Then someone posted this meme of a determined/upset-looking bald eagle and that has become my new slogan. “I’m going on a stupid walk for my stupid mental and physical health. See you in an hour.” and I repeat it each night.

It’s still not a habit, and it’s still not an internalized lesson — I very much consciously get up and go for that walk (and repeat my refrain about my stupid mental and physical health). Maybe one day I’ll be one of those people who jumps out of bed and then exercises before staring the day, though that has always sounded just terrible to me. I also have to try to remember the gremlin rule: no snacking after midnight (I mean, no snacking ever would be even more effective but it’s not as cute and super-hard).

Am I feeling better now that it’s been a few months of semi-consistent bare minimum self-care? I don’t know, I guess, a little.

I think there was also something about sleep? Crap, forgot about that one.
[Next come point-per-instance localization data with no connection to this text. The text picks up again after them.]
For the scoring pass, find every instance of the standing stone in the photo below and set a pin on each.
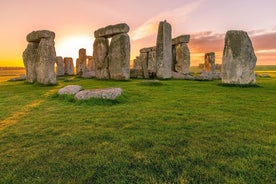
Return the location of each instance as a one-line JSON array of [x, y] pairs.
[[164, 51], [59, 66], [46, 63], [90, 64], [182, 58], [39, 57], [173, 57], [81, 69], [68, 66], [119, 66], [239, 60], [137, 63], [77, 65], [152, 60], [209, 62], [30, 59], [144, 61], [100, 53]]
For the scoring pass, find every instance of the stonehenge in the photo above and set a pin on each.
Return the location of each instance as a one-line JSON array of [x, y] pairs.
[[39, 57], [164, 51], [180, 59], [112, 61], [68, 66], [239, 60], [209, 62], [181, 54], [60, 66], [169, 58], [81, 62]]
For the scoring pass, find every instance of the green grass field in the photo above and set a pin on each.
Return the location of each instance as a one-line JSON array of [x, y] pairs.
[[177, 132]]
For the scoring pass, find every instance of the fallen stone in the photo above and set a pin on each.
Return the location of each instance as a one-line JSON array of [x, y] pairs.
[[239, 59], [70, 90], [136, 73], [181, 39], [36, 36], [90, 74], [111, 30], [109, 93], [148, 49], [176, 75]]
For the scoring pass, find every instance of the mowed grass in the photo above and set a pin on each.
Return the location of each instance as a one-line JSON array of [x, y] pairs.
[[176, 132]]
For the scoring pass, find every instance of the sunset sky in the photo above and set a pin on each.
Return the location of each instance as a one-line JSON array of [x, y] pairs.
[[74, 22]]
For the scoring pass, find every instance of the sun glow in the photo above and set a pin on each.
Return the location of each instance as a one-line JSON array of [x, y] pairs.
[[69, 46]]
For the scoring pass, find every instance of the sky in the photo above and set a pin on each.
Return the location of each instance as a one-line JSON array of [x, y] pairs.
[[74, 23]]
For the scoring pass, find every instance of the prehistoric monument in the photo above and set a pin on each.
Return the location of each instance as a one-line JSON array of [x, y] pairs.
[[174, 56], [39, 57], [68, 66], [112, 61], [181, 54], [209, 62], [60, 66], [81, 63], [239, 60], [170, 58], [164, 51]]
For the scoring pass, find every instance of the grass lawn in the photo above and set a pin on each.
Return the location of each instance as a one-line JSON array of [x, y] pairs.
[[177, 132]]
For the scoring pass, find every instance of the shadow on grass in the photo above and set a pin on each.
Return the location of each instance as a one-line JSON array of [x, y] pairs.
[[151, 83], [240, 85], [92, 101]]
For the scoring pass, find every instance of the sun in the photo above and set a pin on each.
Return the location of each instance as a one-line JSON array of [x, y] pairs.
[[69, 46]]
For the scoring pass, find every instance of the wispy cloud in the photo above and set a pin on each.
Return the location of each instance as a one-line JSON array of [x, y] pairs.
[[178, 15]]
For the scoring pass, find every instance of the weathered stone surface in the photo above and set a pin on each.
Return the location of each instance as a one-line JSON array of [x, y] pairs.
[[119, 56], [181, 39], [39, 57], [182, 58], [111, 30], [100, 53], [90, 63], [144, 60], [164, 51], [68, 66], [173, 57], [147, 49], [89, 74], [176, 75], [239, 60], [209, 76], [109, 93], [70, 90], [36, 36], [30, 56], [45, 72], [136, 73], [59, 66], [152, 60], [137, 64], [209, 64], [81, 63]]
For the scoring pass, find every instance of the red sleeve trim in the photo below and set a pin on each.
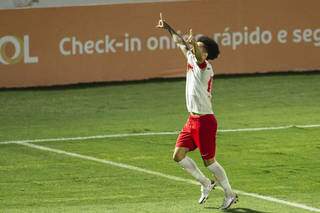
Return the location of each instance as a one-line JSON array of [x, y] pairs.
[[203, 65]]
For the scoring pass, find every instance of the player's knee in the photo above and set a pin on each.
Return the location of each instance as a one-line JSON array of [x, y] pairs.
[[208, 162], [178, 156]]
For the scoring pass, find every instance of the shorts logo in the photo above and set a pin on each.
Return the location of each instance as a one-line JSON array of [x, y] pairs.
[[20, 48]]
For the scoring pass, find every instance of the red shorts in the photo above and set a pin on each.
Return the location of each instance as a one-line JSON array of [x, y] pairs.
[[199, 132]]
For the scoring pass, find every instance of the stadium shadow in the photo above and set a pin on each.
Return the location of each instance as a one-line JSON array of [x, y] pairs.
[[238, 210]]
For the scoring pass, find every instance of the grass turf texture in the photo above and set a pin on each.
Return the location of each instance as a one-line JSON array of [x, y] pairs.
[[278, 163]]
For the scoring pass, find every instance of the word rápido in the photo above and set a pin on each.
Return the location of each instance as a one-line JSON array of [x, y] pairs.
[[21, 50], [245, 37]]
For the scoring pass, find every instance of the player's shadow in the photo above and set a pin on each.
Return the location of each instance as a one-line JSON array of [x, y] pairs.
[[238, 210]]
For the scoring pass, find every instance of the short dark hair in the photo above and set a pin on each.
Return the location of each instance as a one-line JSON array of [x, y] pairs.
[[211, 46]]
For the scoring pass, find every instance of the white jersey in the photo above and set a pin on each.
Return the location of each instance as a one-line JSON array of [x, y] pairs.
[[198, 86]]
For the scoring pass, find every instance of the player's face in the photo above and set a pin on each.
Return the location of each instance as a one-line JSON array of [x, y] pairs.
[[203, 50]]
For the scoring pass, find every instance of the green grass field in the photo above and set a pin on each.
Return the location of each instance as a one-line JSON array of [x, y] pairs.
[[282, 163]]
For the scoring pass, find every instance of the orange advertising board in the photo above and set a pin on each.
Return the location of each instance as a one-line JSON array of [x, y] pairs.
[[68, 45]]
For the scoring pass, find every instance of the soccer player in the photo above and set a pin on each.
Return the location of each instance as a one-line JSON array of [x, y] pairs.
[[201, 127]]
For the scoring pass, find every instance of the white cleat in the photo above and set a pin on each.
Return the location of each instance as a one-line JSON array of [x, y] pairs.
[[228, 201], [205, 192]]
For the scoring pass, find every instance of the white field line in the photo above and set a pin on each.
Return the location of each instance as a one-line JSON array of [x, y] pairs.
[[152, 133], [171, 177]]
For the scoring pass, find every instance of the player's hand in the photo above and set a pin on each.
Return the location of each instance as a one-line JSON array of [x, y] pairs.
[[190, 38], [162, 24]]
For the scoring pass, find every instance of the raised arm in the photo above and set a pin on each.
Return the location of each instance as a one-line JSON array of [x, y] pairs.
[[180, 42], [195, 48]]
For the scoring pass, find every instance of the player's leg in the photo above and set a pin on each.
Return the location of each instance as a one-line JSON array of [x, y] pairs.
[[183, 145], [223, 181], [207, 145]]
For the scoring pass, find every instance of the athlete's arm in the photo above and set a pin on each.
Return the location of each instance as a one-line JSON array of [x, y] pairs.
[[181, 43], [195, 48]]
Anyway, I think because the effects are so delayed I never learn that lesson. I don’t often feel energized after exercising, I feel tired and sweaty — but after a few weeks of doing it every day, I do feel more energized. But such a long stimulus-response delay keeps me from internalizing that message, and without that constant conscious effort, I quickly slip back into slothful inaction.

I can of course relate that back to investing: there are lots of lessons that aren’t easily internalized and we have to keep reminding ourselves of. Market timing and adding complexity are two that immediately spring to mind, especially in the current age of meme stonks and bubble warnings.